His company Zeno Food Industries exports most of its oil overseas, particularly to Saudi Arabia, the Gulf, the US and Spain. To get there, oil-carrying lorries first have to travel out of the Kurdish-controlled town of Afrin, where Zeno's business is based, and drive through areas held by rival factions before finally reaching the government-held port of Latakia.

At every checkpoint bribes are demanded to allow passage. "In every area we go, we have to pay the local authority, including the Syrian army", said Zeno.

It has also become increasingly more difficult to find workers, he said. More than four million Syrians have fled the country since the conflict erupted and some 200,000 have been killed, according to the UN. Zeno said women and children have replaced male olive pickers because most men are "either fighting or got killed or migrated to Europe or other countries".

The fighting has also damaged some of Syria's olive groves and some centuries-old trees have been cut for firewood as the population struggles to get through the cold winter months.
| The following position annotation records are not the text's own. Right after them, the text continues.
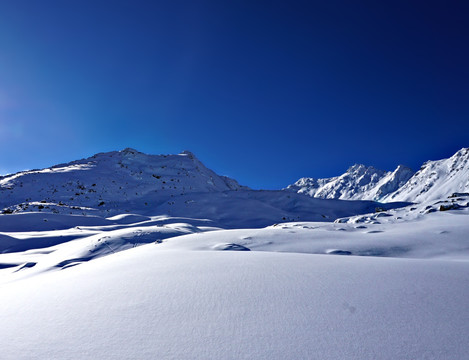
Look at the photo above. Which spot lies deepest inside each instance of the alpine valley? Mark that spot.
(125, 255)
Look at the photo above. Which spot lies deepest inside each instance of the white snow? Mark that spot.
(435, 180)
(214, 270)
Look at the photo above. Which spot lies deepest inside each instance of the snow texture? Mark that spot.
(132, 256)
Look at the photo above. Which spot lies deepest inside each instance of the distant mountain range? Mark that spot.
(128, 181)
(435, 180)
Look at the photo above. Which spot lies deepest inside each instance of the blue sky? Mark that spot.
(262, 91)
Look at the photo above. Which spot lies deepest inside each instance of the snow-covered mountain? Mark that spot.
(129, 181)
(435, 180)
(131, 256)
(359, 182)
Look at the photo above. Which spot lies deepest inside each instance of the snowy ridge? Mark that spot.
(435, 180)
(357, 183)
(131, 256)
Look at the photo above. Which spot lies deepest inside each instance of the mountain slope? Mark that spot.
(128, 181)
(436, 180)
(357, 183)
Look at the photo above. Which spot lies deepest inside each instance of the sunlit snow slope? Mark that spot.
(435, 180)
(132, 256)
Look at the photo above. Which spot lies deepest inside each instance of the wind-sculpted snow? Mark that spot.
(130, 256)
(150, 304)
(358, 183)
(435, 180)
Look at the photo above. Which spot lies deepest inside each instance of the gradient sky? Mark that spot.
(262, 91)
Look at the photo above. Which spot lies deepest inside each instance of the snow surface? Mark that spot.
(435, 180)
(214, 270)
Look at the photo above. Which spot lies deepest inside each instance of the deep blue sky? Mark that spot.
(263, 91)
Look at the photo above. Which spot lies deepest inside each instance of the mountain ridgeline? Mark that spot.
(128, 181)
(435, 180)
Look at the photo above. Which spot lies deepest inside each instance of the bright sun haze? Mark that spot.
(264, 92)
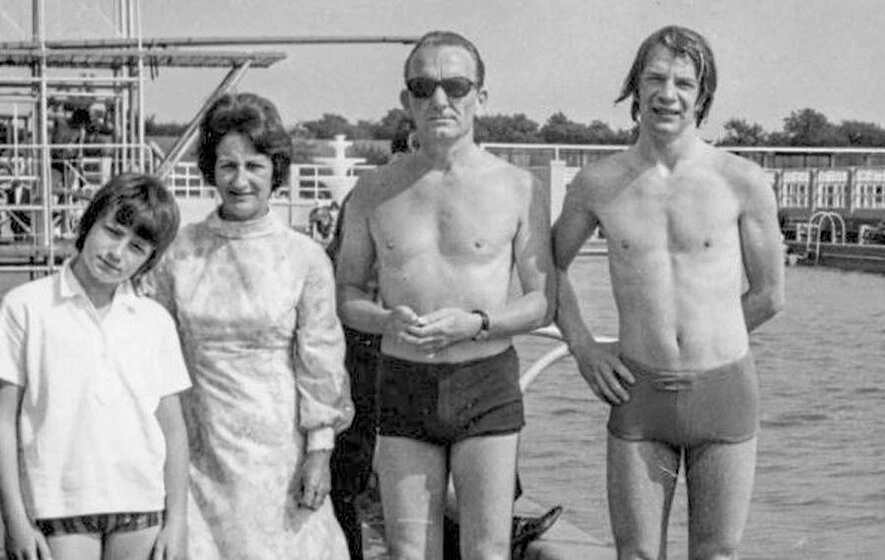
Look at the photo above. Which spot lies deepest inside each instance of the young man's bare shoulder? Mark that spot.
(745, 176)
(607, 173)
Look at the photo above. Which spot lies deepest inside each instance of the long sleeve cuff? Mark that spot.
(321, 439)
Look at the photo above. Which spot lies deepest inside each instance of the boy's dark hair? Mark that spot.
(254, 117)
(448, 39)
(682, 42)
(140, 203)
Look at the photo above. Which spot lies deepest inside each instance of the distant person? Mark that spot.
(443, 231)
(354, 448)
(255, 305)
(684, 223)
(93, 446)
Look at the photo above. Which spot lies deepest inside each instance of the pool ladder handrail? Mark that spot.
(552, 356)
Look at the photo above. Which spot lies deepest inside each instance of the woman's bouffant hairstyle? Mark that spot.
(682, 42)
(138, 202)
(254, 117)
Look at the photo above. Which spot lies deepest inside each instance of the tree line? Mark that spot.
(803, 127)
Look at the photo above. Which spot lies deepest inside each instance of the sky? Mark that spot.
(541, 56)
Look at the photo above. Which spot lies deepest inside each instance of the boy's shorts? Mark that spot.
(103, 523)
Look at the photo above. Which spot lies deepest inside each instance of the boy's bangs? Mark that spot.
(141, 220)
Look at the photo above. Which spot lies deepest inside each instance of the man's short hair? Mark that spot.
(258, 120)
(138, 202)
(448, 39)
(682, 42)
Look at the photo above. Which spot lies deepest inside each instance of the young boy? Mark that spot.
(93, 448)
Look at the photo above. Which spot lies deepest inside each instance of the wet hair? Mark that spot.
(254, 117)
(682, 42)
(138, 202)
(447, 39)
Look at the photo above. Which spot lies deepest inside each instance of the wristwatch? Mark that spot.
(483, 332)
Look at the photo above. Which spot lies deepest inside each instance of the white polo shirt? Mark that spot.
(89, 436)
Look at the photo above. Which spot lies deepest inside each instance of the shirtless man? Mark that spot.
(685, 224)
(447, 228)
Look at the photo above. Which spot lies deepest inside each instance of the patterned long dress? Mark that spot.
(255, 307)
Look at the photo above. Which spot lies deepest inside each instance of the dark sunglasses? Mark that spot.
(422, 88)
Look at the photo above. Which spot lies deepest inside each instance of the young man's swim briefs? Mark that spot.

Nevertheless, Zeno said his and other olive oil production companies are still operating at a profit. "Our costs are still much lower than in Spain, southern Europe and even northern Africa," he explained.

Oil produced in Syria in 2015 is to make up more than 7% of the world's total production, which is set to reach about 2.9 million tonnes, up 22% on the previous year, according to the IOC. The overall increase comes after a troubled year for the sector, which experienced a 27% production crunch in 2014, with crops in several Mediterranean countries badly affected by adverse climate conditions, a fruit fly infestation, and a killer bacteria outbreak.

Spain is poised to hold the sector leader's crown by a wide margin, producing 1.2 million tonnes of oil, compared to Italy's 350,000 and Greece's 320,000. Turkey (143,000), Tunisia (140,000), Morocco (130,000) and Algeria (73,500) are expected to follow Syria (215,000) in the top eight olive oil producers.